At the time, she didn’t tell me that he was going to be there; she just said it was a “high-profile” guest, that security was going to be tight, and that the Secret Service would need my personal information so that they could do a background check on me. Well, if you’re doing a Secret Service check, then you’re playing for the President or the Vice President, right?
So once I figured out that it was Quayle, she admitted it, and said, “Well, you know, it’s a cocktail party, it’s going to be $1,000 a plate, we’ll have some people there. The Vice President’s reputation hasn’t been the greatest lately, and you’re going to be doing background music - so please play whatever you want, except ‘If I Only Had a Brain.’ ”
I thought she was kidding, but she was completely serious, so I said, “Fine.”
Well, the day of the job came, I showed up at this private residence in Los Altos Hills, and apparently it was a really expensive ticket price, because only 24 people showed up. For $1,000 they didn’t even get a plate. They got a cocktail napkin with two pieces of shrimp, and a glass of champagne.
When Quayle arrived with his Secret Service guys in their black limousines, instead of “If I Only Had a Brain,” I played that Gershwin song, “You say potato, and I say potatoe...let’s call the whole thing off.” Nobody caught the joke.
Quayle gave a speech that extolled Herschenson’s virtues while bashing Diane Feinstein and Barbara Boxer, which didn't make me happy.

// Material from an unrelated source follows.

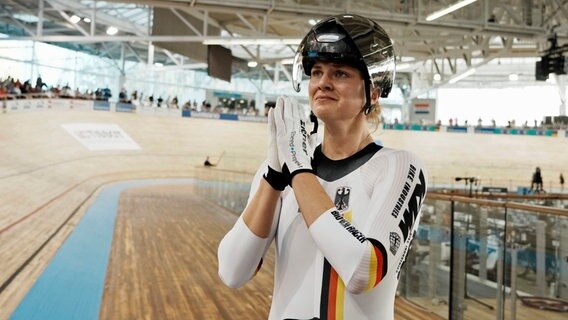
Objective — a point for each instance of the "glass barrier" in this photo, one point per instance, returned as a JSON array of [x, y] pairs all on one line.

On my way home from the gig I passed a voter registration table in front of a store. The table had a sign asking Democrats to register to vote there. At the time I was a Republican, but that speech had left such a sour taste in my mouth that I stopped at that table, re-registered as a Democrat and put a bunch of "Clinton for President" stickers all over my car.
The best part of this story was that the woman who originally hired me for the Quayle gig hired me again for ANOTHER Republican fundraiser six months later! Of course I said yes, but had to park six blocks from the venue because I thought it would look bad to play at a Republican event with Democrat stickers all over my car.
Note: For readers who may not remember the “potatoe” incident and other details of his political career, see Wikipedia’s “Dan Quayle” entry, in the section “Vice Presidency.”